Тяжелые сны

22
18
20
22
24
26
28
30

Логин прошел в гостиную и предложил Серпеницыну сесть.

Оборванец хмыкнул, осторожно уселся на мягкий стул и зашептал:

– Осмелюсь доложить, что дальнейшее пребывание ваше, милостивый государь, в этом городе может повлечь за собою весьма опасные последствия.

– Ну, ничего, – хмуро сказал Логин, – какие там последствия? Да что вы шепчете, – здесь некому подслушивать.

– А этот субъект? – спросил Серпеницын, указывая подбородком на кого-то сзади Логина.

Логин оглянулся – из столовой выглядывал Леня, только что вскочивший с постели.

– Ну, этот субъект не опасен, – сказал Логин с улыбкою.

Серпеницын заговорил громче:

– Дело в том, выражаясь литературным стилем, что мещане нашего города подняли восстание против холерных властей и собрались теперь, под предводительством бабы Василисы Горластой, с неприязненными намерениями у холерного барака.

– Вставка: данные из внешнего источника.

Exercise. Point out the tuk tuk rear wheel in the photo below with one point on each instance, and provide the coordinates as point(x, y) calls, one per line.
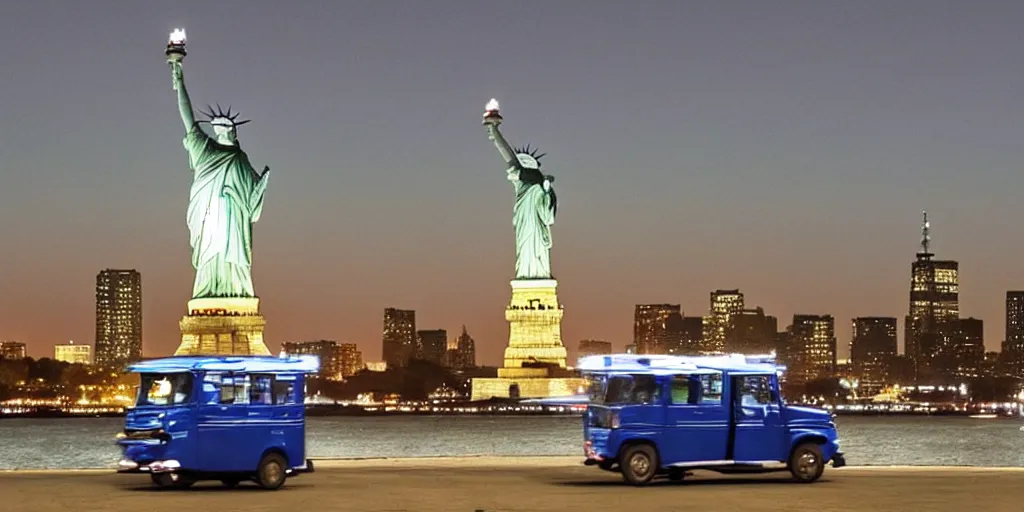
point(639, 464)
point(270, 472)
point(806, 463)
point(171, 480)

А так как ваше высокоблагородие изволили в глазах здешнего почтенного мещанства навлечь на себя подозрение в принадлежности к шайке злоумышленников, рассыпавших мор в колодцы, то и вашей мирной обители грозит разгром. А потому осмелюсь рекомендовать вам, милостивый государь, предпринять, пока не поздно, благородную ретираду, хотя бы, например, в имение достоуважаемого господина Ермолина, на которое народная ярость ни в коем случае не посягнет.

«А если посягнет?» – подумал Логин.

В его воображении мгновенно стал образ Анны, и перед нею разъяренная толпа. Мысль о том, что Анна может подвергнуться опасности, заставила его затрепетать: почти физическую боль почувствовал он, представляя себе, как на прекрасное тело Анны упадет тяжелый удар.

– Не так страшен черт, как его малюют, – сказал он Серпеницыну. – Я останусь – бесполезно бегать: захотят, и там найдут.

– Удирайте-ка подобру-поздорову, – встревоженным голосом сказал Ленька.

Логин засмеялся, подошел к мальчику и обнял его.

– Удирай сам, коли хочешь, – сказал он, – за тобой не погонятся.

Логин остался один. Серпеницына выпроводил ни с чем, а куда и как скрылся Ленька, он как-то не заметил. Сел в гостиной у окна, – и новые, значительные мысли обступили его. Под наплывом этих мыслей постепенно рассеивалась тоска, и холодное спокойствие, ясное, как морозный воздух, осеняло душу.

Видел непоправимое зло жизни, чувствовал великую усталость и без печали и без радости ждал отдыха. Отрывочно вспоминалась жизнь, – пестрым, быстрым калейдоскопом мелькали мелкие и, казалось, забытые случаи, проходили живые и отошедшие в вечность люди, вставали знакомые и покинутые места. Беспристрастный судия, без гнева и без жалости к себе оценивал зло и ложь своих деяний, пробегавших теперь в памяти. Знал, что надлежит уничтожить форму, столь порочную, и смять глину, из которой вылеплено так много дурного. Не хотел думать, что это он сам – тот, кто вылеплен из этой глины, – спокойно отдавал себя вечно творящей и вечно разрушающей воле и безбоязненно ждал исполнения своего срока.

Образ Анны, белый и непорочный, царствовал над его мыслями. Радостно было думать, что она останется. Не раскаивался в том, что причинял ей страдания, – и не желал ей счастия. Она стояла перед ним в торжественной наготе своей, вечная, древняя, – и была совершенна, и нечего было для нее желать.

Детские, наивные мечты и планы о счастии и благополучии припомнил без горечи и не посмеялся над ними. И боязнь прошлого предстала как далекое и чуждое страдание, – томление ненужное и тщетное.

Понял, что и торные дороги, и пути, никем еще не идейные, одинаково значительны и любопытны для беспокойного духа, жаждущего новизны и везде находящего ее. В бесконечном разнообразии возможностей представилось ему обетование будущей жизни, – но для него самого времена стали уже не нужны и не возможны.